Binnen zorgorganisaties werken meerdere generaties samen. Dat biedt kansen, maar vraagt ook aandacht. Naar aanleiding van een recente dialoogsessie met praktijkcoördinatoren en opleiders (MUMC+ en regio-ziekenhuizen) zetten we enkele aandachtspunten op een rij. De focus ligt niet op labels als “boomers” of “Gen Z”, maar op betekenisvolle verschillen en wat die betekenen voor opleiden. De aanbevelingen hebben we geordend aan de hand van de driedeling van Biesta: socialisatie, kwalificatie en subjectificatie/persoonsvorming.

Socialisatie: deelnemen aan een sociale praktijk

Doel: Nieuwe collega’s en jonge PIO’s (professionals in opleiding) helpen hun plek te vinden binnen teams en zorgculturen.

Aanbevelingen:
Als jongeren geen ‘hand geven’ wanneer ze zich voorstellen, ‘niet durven bellen’, ‘veel op hun telefoon zitten’, benader dat met begrip! Een hand geven zijn ze sinds Covid wellicht ontwend? Dat ze niet durven bellen is misschien omdat ze het spannend vinden om ‘on the spot’ te moeten reageren? En veel op de telefoon zitten, komt misschien minder sociaal over, maar is niet zo bedoeld.

  • Ontwikkel een teamcultuur waarin gedrag bespreekbaar is. Geef op een positieve manier, eventueel met humor aan wat je als team / afdeling belangrijk vindt. Denk niet dat je er met een enkel gesprek bent. Het neerzetten, veranderen en behouden van een cultuur vergt onderhoud en aandacht.
  • Stimuleer open communicatie waarin fouten maken mag, kritische vragen welkom zijn en verschillen erkend worden. Doe dit voor!
  • Begeleid jongeren actief in het aanleren van sociale routines, omgangsvormen en teamrollen. Oefen telefoongesprekken bijvoorbeeld. Start met het eerst laten opnemen van de telefoon alvorens zelf te laten bellen.
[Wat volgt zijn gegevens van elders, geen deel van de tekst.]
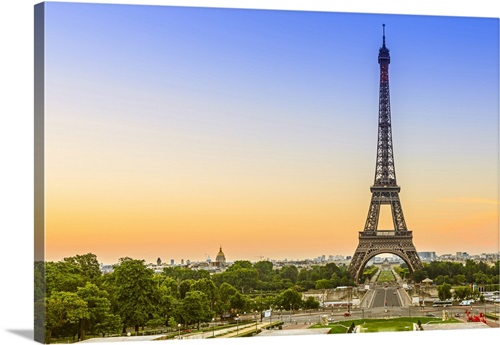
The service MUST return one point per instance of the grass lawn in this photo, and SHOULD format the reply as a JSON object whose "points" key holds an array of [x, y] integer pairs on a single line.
{"points": [[399, 324], [385, 276]]}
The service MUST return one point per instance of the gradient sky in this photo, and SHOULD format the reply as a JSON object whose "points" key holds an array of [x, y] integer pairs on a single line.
{"points": [[171, 131]]}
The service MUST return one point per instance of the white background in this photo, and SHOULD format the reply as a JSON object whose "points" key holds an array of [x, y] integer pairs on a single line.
{"points": [[16, 167]]}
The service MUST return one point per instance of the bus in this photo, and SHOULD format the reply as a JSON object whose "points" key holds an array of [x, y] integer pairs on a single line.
{"points": [[442, 303]]}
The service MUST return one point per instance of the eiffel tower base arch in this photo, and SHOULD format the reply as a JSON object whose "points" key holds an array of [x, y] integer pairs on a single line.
{"points": [[371, 246]]}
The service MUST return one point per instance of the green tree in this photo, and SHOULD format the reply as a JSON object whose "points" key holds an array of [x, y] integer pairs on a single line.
{"points": [[289, 272], [311, 303], [88, 264], [63, 309], [99, 308], [208, 288], [462, 292], [323, 284], [290, 298], [195, 308], [110, 324], [444, 291], [135, 292], [63, 276], [185, 287], [238, 302]]}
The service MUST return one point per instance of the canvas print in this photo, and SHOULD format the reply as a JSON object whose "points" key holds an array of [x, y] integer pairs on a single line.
{"points": [[208, 173]]}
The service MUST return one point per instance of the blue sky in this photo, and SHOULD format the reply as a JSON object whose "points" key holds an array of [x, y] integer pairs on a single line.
{"points": [[200, 107]]}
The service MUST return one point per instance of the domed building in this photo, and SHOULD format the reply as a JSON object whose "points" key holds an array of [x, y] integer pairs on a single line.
{"points": [[220, 259]]}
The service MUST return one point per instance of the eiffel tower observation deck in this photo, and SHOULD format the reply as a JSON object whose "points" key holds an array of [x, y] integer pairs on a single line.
{"points": [[385, 191]]}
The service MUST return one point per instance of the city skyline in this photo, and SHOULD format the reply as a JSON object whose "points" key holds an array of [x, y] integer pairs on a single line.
{"points": [[256, 130]]}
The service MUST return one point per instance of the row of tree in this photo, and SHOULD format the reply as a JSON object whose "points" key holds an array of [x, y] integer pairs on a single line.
{"points": [[456, 273], [74, 299]]}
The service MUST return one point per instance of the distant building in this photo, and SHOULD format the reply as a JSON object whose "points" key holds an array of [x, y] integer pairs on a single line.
{"points": [[220, 259], [427, 256]]}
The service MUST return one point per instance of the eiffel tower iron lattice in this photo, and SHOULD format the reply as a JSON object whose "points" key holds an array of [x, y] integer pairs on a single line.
{"points": [[385, 191]]}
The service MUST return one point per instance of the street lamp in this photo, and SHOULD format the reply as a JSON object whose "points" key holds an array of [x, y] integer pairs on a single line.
{"points": [[237, 324]]}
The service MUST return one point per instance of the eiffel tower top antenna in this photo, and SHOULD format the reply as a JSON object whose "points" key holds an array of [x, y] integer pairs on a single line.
{"points": [[383, 36]]}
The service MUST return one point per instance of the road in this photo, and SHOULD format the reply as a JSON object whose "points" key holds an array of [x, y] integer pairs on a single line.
{"points": [[385, 297]]}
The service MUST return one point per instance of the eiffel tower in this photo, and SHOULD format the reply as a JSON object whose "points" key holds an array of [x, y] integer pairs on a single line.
{"points": [[385, 191]]}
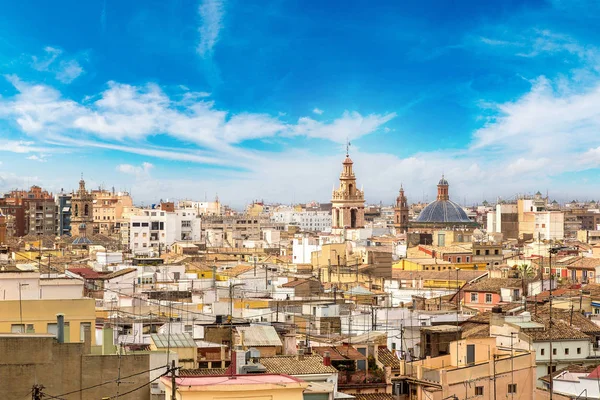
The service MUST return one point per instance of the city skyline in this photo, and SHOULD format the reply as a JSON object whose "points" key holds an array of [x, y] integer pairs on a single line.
{"points": [[247, 102]]}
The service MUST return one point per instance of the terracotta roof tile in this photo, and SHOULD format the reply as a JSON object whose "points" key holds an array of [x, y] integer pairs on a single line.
{"points": [[290, 365], [387, 358], [202, 371], [493, 285]]}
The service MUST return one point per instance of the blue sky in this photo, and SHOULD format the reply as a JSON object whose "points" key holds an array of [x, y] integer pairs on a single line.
{"points": [[254, 100]]}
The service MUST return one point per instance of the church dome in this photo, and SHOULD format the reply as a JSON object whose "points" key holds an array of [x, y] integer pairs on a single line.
{"points": [[443, 211]]}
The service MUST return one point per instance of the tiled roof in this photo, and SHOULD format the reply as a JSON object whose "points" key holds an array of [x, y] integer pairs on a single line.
{"points": [[373, 396], [295, 283], [340, 353], [119, 273], [573, 368], [493, 285], [463, 275], [560, 330], [259, 335], [237, 270], [202, 371], [176, 340], [86, 273], [290, 365], [448, 249], [472, 330], [387, 358]]}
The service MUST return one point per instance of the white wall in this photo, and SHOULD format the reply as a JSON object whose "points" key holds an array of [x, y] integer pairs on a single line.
{"points": [[302, 249], [34, 288]]}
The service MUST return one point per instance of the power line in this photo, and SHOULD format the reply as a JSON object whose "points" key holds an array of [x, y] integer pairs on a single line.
{"points": [[60, 396]]}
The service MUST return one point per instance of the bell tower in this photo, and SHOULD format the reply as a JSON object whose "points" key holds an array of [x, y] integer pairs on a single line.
{"points": [[82, 210], [348, 202], [401, 212], [443, 189]]}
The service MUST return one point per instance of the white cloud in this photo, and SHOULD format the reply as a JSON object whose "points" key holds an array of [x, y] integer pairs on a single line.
{"points": [[350, 125], [142, 170], [211, 15], [69, 71], [39, 158], [125, 112]]}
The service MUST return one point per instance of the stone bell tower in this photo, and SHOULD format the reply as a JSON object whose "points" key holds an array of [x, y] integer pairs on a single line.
{"points": [[348, 202], [401, 212], [82, 211]]}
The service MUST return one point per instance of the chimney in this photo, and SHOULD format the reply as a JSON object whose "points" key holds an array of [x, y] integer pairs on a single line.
{"points": [[108, 340], [240, 359], [60, 325], [327, 359], [87, 339]]}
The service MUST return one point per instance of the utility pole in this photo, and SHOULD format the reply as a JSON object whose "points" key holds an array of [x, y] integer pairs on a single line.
{"points": [[550, 251], [36, 392], [512, 369], [266, 277], [173, 381]]}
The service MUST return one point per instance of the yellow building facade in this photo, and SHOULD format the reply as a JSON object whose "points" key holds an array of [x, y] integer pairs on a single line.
{"points": [[247, 387], [39, 316]]}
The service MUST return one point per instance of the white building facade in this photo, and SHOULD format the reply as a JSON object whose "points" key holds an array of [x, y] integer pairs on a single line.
{"points": [[155, 229], [313, 221]]}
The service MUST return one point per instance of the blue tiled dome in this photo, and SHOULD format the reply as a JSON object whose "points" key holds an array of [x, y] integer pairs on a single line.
{"points": [[443, 211]]}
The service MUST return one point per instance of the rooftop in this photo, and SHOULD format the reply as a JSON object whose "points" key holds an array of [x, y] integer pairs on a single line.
{"points": [[463, 275], [180, 340], [290, 365], [493, 285], [340, 353], [387, 358], [259, 335], [226, 380]]}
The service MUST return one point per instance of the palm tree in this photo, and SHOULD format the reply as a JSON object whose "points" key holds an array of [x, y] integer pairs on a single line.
{"points": [[526, 272]]}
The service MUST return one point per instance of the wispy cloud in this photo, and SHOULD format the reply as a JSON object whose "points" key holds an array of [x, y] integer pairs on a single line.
{"points": [[211, 21], [126, 112], [65, 69], [38, 158], [142, 170]]}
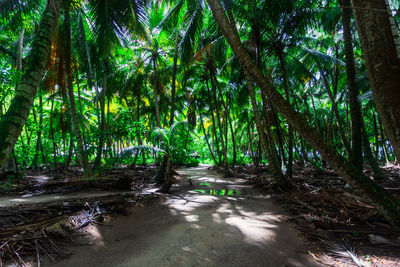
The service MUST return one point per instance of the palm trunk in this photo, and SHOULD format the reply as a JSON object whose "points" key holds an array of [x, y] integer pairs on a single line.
{"points": [[385, 202], [39, 134], [205, 136], [335, 110], [171, 119], [20, 47], [155, 90], [102, 122], [289, 171], [52, 135], [214, 126], [68, 68], [13, 121], [380, 44]]}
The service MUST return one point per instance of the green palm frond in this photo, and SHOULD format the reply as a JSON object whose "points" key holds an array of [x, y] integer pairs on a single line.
{"points": [[194, 22]]}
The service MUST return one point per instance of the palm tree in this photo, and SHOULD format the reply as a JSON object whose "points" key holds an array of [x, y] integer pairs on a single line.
{"points": [[68, 70], [385, 202], [380, 43], [13, 121]]}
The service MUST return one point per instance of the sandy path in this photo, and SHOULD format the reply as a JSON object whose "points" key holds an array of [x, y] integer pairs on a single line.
{"points": [[215, 222]]}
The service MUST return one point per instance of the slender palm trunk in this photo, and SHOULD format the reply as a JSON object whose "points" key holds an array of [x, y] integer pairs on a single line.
{"points": [[214, 126], [20, 47], [155, 90], [173, 85], [384, 201], [205, 136], [221, 129], [39, 134], [289, 171], [380, 44], [68, 68], [335, 110], [102, 124], [272, 158], [52, 135], [13, 121], [355, 106]]}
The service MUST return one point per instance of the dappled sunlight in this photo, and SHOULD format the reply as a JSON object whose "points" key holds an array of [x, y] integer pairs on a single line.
{"points": [[94, 236]]}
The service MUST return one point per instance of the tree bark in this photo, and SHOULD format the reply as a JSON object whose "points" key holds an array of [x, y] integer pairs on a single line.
{"points": [[173, 85], [13, 121], [74, 115], [385, 202], [221, 130], [380, 44]]}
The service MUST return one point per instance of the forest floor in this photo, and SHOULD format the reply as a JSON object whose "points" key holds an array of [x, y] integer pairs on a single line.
{"points": [[341, 228]]}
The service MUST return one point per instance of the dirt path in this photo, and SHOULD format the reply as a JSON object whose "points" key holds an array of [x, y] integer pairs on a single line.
{"points": [[215, 222]]}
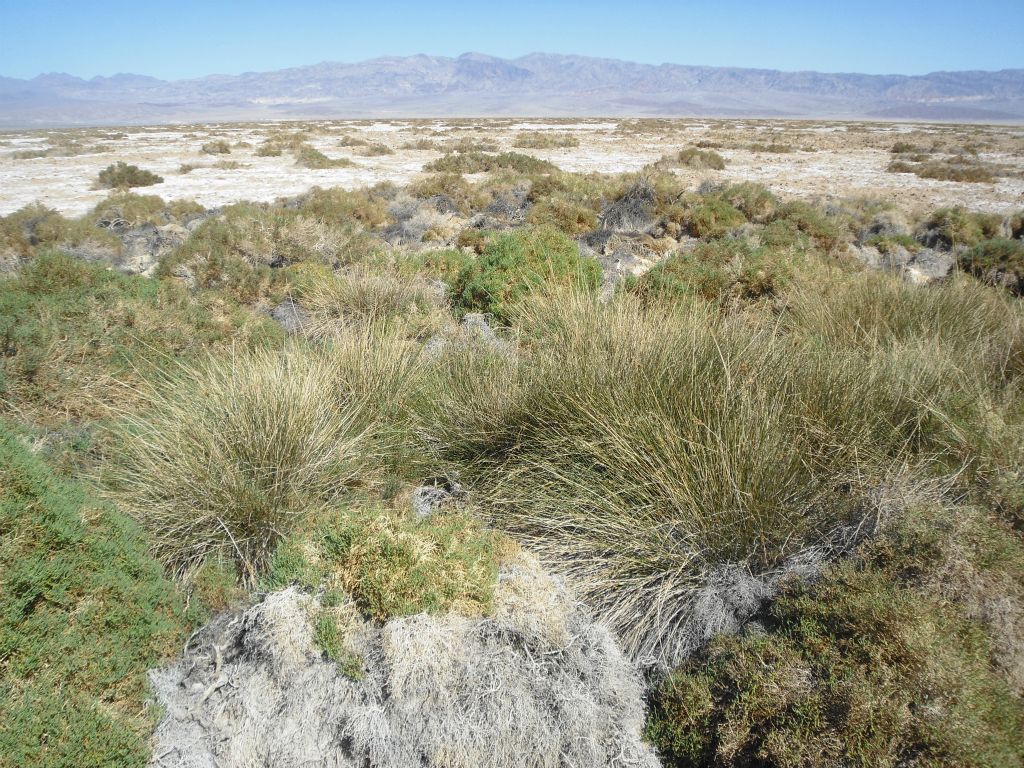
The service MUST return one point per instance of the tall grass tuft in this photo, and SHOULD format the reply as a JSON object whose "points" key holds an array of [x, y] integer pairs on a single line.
{"points": [[231, 455], [647, 452]]}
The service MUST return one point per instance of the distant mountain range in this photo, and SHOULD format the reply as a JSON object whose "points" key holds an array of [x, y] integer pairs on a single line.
{"points": [[540, 84]]}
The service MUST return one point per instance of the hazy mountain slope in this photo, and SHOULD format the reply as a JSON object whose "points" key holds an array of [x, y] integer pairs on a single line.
{"points": [[537, 84]]}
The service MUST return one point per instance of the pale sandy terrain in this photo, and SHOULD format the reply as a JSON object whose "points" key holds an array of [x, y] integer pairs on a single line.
{"points": [[830, 160]]}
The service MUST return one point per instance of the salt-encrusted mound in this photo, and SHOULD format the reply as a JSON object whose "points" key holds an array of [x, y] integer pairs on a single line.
{"points": [[539, 684]]}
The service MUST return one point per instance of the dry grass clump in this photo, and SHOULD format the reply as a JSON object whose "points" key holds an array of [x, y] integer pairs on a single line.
{"points": [[545, 140], [375, 150], [231, 455], [134, 210], [642, 477], [951, 169]]}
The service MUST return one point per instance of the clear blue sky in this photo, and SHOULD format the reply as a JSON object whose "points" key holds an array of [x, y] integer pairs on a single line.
{"points": [[190, 38]]}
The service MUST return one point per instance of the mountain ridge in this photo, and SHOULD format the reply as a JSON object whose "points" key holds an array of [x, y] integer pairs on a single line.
{"points": [[476, 84]]}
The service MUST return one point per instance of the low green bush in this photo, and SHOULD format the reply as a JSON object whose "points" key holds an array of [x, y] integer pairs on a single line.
{"points": [[122, 176], [84, 612], [870, 665], [724, 270], [513, 264]]}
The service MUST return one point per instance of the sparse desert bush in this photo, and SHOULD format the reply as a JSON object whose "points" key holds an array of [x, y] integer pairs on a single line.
{"points": [[646, 480], [711, 216], [422, 143], [773, 148], [516, 263], [376, 150], [216, 147], [698, 160], [452, 185], [309, 157], [269, 150], [79, 338], [352, 141], [142, 209], [478, 162], [84, 613], [954, 169], [370, 296], [566, 215], [122, 176], [545, 140], [812, 222], [242, 251], [393, 565], [872, 659], [232, 455], [756, 203]]}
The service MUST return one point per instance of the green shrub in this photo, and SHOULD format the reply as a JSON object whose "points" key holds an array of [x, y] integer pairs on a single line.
{"points": [[825, 233], [142, 209], [84, 613], [515, 263], [712, 217], [956, 169], [889, 244], [640, 451], [956, 227], [861, 668], [35, 228], [756, 203], [724, 270], [79, 337], [545, 140], [122, 176], [478, 162], [216, 147]]}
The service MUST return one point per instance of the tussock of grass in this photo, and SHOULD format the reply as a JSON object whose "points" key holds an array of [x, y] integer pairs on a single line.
{"points": [[216, 147], [697, 160], [236, 454], [545, 140], [625, 467]]}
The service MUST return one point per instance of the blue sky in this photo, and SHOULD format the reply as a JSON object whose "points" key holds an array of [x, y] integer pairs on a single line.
{"points": [[190, 38]]}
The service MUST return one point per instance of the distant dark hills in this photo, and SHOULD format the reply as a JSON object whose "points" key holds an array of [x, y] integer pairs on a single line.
{"points": [[540, 84]]}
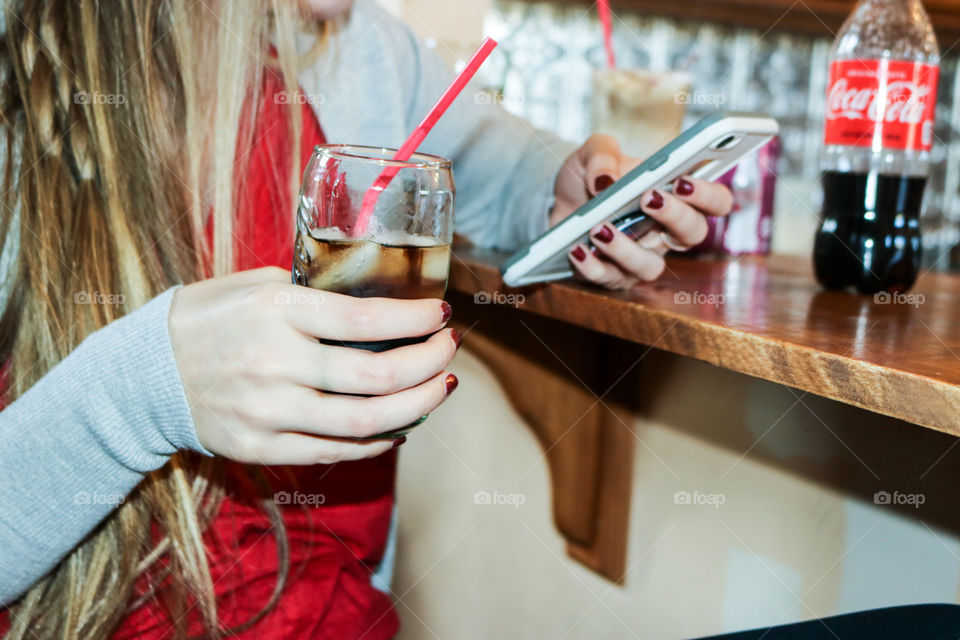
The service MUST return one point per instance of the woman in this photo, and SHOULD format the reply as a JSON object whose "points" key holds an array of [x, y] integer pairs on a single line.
{"points": [[151, 144]]}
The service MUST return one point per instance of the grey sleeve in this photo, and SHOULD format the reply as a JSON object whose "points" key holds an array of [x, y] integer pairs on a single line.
{"points": [[504, 168], [78, 441]]}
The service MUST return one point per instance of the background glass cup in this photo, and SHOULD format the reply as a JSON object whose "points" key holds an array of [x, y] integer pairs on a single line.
{"points": [[404, 251]]}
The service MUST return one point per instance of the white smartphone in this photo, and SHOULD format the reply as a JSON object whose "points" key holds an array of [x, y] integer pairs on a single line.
{"points": [[707, 150]]}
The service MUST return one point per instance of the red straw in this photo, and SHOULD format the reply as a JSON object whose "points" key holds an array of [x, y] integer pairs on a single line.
{"points": [[603, 7], [420, 133]]}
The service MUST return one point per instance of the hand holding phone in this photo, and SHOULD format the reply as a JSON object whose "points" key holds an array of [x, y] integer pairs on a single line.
{"points": [[705, 151]]}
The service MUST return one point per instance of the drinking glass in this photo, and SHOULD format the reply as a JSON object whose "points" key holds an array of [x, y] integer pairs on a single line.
{"points": [[403, 249]]}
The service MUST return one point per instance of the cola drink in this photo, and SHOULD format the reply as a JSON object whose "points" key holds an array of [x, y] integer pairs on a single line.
{"points": [[881, 102], [397, 265]]}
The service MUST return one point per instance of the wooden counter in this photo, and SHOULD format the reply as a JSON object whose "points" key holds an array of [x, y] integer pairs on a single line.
{"points": [[567, 355]]}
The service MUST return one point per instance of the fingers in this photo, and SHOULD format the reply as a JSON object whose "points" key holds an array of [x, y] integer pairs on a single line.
{"points": [[305, 449], [331, 316], [602, 272], [620, 249], [685, 225], [602, 157], [359, 372], [353, 417], [711, 198]]}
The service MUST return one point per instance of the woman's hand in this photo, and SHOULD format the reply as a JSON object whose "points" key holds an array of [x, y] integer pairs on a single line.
{"points": [[263, 390], [619, 262]]}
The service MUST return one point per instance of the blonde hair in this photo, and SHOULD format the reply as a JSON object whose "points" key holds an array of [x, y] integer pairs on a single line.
{"points": [[108, 112]]}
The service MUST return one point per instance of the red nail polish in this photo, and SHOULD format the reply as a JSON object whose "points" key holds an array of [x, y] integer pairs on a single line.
{"points": [[605, 235], [656, 201], [451, 382], [602, 183]]}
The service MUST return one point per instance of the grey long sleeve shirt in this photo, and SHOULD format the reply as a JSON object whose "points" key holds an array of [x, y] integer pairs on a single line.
{"points": [[84, 436]]}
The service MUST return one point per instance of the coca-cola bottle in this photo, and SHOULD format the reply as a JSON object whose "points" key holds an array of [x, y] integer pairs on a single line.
{"points": [[881, 99]]}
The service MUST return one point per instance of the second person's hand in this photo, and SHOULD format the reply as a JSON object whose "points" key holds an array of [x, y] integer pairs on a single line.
{"points": [[620, 261]]}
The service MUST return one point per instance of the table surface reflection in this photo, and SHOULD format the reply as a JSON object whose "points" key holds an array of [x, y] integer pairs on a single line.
{"points": [[897, 355]]}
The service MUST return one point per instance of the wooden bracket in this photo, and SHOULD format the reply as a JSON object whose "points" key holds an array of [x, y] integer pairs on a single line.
{"points": [[574, 388]]}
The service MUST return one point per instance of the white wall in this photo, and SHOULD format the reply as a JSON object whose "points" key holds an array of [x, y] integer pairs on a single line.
{"points": [[788, 543]]}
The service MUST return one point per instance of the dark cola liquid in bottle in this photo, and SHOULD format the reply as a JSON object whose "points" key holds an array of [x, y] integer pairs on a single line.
{"points": [[881, 101]]}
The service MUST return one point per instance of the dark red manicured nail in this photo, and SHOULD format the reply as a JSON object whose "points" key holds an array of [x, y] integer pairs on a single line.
{"points": [[451, 382], [605, 235], [602, 183], [656, 201]]}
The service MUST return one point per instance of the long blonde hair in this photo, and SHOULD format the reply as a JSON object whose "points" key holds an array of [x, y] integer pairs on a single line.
{"points": [[108, 112]]}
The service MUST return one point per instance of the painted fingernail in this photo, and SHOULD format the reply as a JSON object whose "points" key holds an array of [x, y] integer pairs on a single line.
{"points": [[602, 183], [656, 201], [605, 235], [451, 382]]}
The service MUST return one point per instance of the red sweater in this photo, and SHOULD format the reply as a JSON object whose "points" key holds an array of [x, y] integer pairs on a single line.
{"points": [[334, 547]]}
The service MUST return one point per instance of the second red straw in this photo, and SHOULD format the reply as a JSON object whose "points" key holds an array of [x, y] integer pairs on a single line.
{"points": [[603, 8], [420, 133]]}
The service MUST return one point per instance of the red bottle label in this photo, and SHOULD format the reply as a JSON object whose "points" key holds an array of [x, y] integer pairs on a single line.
{"points": [[884, 104]]}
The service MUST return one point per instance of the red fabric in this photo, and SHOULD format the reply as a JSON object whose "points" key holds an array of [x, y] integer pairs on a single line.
{"points": [[335, 546]]}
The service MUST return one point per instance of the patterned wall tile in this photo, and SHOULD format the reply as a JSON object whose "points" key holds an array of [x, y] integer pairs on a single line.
{"points": [[548, 54]]}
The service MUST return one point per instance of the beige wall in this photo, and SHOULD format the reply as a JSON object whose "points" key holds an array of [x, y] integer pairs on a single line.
{"points": [[797, 536], [443, 20]]}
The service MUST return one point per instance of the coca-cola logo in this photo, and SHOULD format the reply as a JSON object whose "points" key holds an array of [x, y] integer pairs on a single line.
{"points": [[902, 101]]}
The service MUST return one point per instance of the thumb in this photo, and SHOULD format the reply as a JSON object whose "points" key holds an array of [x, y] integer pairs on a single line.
{"points": [[601, 157]]}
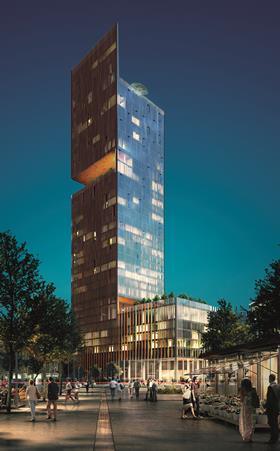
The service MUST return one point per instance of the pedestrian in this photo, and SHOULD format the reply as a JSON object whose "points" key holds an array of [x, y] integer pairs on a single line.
{"points": [[137, 386], [44, 389], [272, 407], [154, 390], [187, 400], [53, 391], [68, 394], [247, 418], [32, 395], [119, 389], [196, 393], [113, 386], [148, 390], [76, 387], [131, 388]]}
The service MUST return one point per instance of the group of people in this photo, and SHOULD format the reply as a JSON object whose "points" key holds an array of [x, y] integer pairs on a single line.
{"points": [[191, 392], [134, 388], [72, 391], [32, 394], [250, 402], [152, 390], [116, 388]]}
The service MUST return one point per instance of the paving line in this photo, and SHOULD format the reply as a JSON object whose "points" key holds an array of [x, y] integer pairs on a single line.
{"points": [[104, 434]]}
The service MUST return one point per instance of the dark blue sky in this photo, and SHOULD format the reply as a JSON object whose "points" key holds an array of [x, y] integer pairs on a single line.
{"points": [[213, 66]]}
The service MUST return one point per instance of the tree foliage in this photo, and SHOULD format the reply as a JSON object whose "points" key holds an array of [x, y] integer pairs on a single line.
{"points": [[113, 369], [226, 328], [264, 312], [191, 298], [32, 318]]}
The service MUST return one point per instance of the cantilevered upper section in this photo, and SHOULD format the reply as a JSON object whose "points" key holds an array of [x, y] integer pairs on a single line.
{"points": [[94, 109], [118, 215]]}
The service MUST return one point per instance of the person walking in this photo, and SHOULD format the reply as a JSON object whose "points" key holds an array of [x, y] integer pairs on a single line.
{"points": [[148, 390], [44, 389], [187, 401], [154, 390], [53, 391], [272, 407], [32, 395], [68, 394], [137, 386], [195, 387], [119, 389], [113, 387], [76, 386], [131, 388], [247, 418]]}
Kwalificatie: vakbekwaam worden

Doel: Ondersteunen bij het verwerven van kennis, vaardigheden en beroepshouding.

Aanbevelingen:
Jongeren zijn mondiger dan oudere generaties, ze bevragen de status quo. Een oudere werknemer die de vraag gesteld krijgt ‘waarom doe je dat zo?’ kan dat niet gewend zijn en voelt zich mogelijk in de verdediging gedrukt: ‘dat doen we altijd al zo!?’. Oudere medewerkers hebben veel ervaring, draaien op routines en zijn niet altijd (meer) gewend om uit te leggen waarom ze doen wat ze doen. Voor het leren is het echter van belang dat die uitleg wel gegeven wordt en nieuwsgierigheid gestimuleerd wordt.

  • Maak gebruik van de kennis en ervaring van oudere medewerkers. Stimuleer ouderen om hun klinisch redeneren en overwegingen hardop te verwoorden en te bevragen.
  • Waardeer de kritische blik van jongeren; geef ruimte voor vragen en alternatieve benaderingen.
  • Pas blended learning toe: combineer werkvormen en manieren van informatieverstrekking. Bied dezelfde inhoud via verschillende kanalen aan opdat iedereen hier zijn of haar weg in kan kiezen.

Persoonsvorming en professionele identiteit: ontdekken wie je bent in je werk

Doel: Ontwikkeling van professionele identiteit en werkmotivatie.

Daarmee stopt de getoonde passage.